Trying to propagate OTel trace context when initiating an outbound call on behalf of an agent via POST /api/v2/conversations/calls. The call works, but the trace ID injected in the custom_attributes isn’t showing up in downstream spans. Here’s the payload snippet:

{
 "from": { "id": "agent_id" },
 "to": [{ "id": "customer_id" }],
 "custom_attributes": { "trace_id": "abc123" }
}

Getting a 400 if I try to put it in routing_data. Is there a specific field for trace injection here?

You’re hitting a 400 because the API expects specific structure for custom attributes, but more importantly, trace context doesn’t live there. Custom attributes are for business logic, not observability. The platform ignores them for tracing.

If you want real distributed tracing, you need to use the trace_context object in the request header or body, depending on the SDK version. For raw API calls, you inject it via headers. For outbound calls specifically, the payload needs to support the trace injection pattern.
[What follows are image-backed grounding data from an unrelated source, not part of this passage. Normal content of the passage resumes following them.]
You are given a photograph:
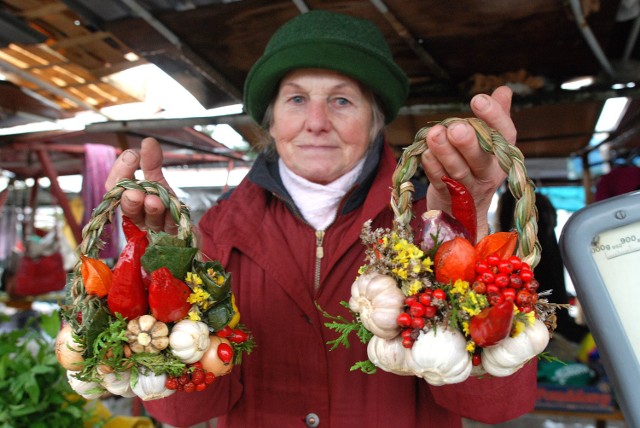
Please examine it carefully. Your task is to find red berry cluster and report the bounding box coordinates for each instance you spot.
[165,361,216,393]
[396,288,447,348]
[472,254,538,313]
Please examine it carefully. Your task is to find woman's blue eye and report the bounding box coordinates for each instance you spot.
[336,97,349,106]
[291,96,303,103]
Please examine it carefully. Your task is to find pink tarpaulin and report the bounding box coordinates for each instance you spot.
[82,143,119,259]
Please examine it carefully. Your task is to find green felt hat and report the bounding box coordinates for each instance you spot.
[244,10,409,124]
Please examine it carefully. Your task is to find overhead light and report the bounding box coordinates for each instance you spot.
[561,76,595,90]
[595,97,630,132]
[611,81,637,90]
[124,52,140,62]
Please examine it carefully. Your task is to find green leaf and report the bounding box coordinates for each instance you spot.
[194,259,231,301]
[30,364,54,375]
[141,231,198,280]
[39,311,61,339]
[316,301,372,351]
[350,360,377,374]
[23,375,41,403]
[204,296,234,331]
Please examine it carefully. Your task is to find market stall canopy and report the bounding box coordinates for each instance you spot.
[0,0,639,184]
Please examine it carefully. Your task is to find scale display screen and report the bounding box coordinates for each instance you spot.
[560,190,640,427]
[590,221,640,365]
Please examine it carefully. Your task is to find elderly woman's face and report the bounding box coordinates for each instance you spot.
[270,69,374,184]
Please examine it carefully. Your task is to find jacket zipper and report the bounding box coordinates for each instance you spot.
[314,230,325,292]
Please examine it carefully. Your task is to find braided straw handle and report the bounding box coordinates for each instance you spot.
[390,118,541,269]
[68,178,196,307]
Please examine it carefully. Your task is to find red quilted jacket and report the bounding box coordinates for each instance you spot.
[144,138,537,427]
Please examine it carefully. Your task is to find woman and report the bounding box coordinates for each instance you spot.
[107,10,535,428]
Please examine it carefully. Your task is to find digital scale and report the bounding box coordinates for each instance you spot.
[560,190,640,428]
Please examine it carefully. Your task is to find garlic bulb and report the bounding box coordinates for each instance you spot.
[349,273,405,339]
[481,317,549,377]
[131,368,176,401]
[67,370,104,400]
[126,315,170,354]
[169,320,211,363]
[99,367,136,398]
[410,327,472,386]
[367,335,415,376]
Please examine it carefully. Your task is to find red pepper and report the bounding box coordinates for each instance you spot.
[107,218,149,320]
[122,215,145,242]
[441,175,477,245]
[469,300,514,347]
[148,267,192,323]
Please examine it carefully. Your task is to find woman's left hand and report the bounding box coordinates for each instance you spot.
[421,85,516,241]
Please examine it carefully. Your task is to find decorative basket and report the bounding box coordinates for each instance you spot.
[57,179,254,401]
[323,118,559,385]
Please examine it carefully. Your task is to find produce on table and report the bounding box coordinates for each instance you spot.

Here’s the corrected payload structure. You don’t put the trace ID in custom_attributes. You use the trace_context block if supported by your integration point, or rely on the platform’s automatic injection if the initiating request has the proper headers.

{
 "from": {
 "id": "agent_id"
 },
 "to": [
 {
 "id": "customer_id"
 }
 ],
 "trace_context": {
 "trace_id": "abc123",
 "span_id": "def456"
 }
}

Wait, actually, for POST /api/v2/conversations/calls, the trace_context isn’t always valid in the body for all versions. The reliable way is to ensure the HTTP request itself carries the W3C Trace Context headers. The platform picks those up and attaches them to the conversation lifecycle.

So, instead of fiddling with the JSON body, check your HTTP client. Add these headers to your POST request:

Traceparent: 00-abc123-def456-01
Tracestate: vendor=value

The 400 you saw was likely because trace_id isn’t a valid key for custom_attributes in that specific context, or the schema validation failed on an unexpected field. The platform validates custom attributes strictly. If you need to pass data for your own app logic, use a different key, but don’t expect it to feed the OTel pipeline. The pipeline reads from the conversation metadata, which is populated by the headers, not the body attributes.

Check your API logs. The 400 response body usually tells you exactly which field failed validation. It’s probably complaining about the structure of custom_attributes.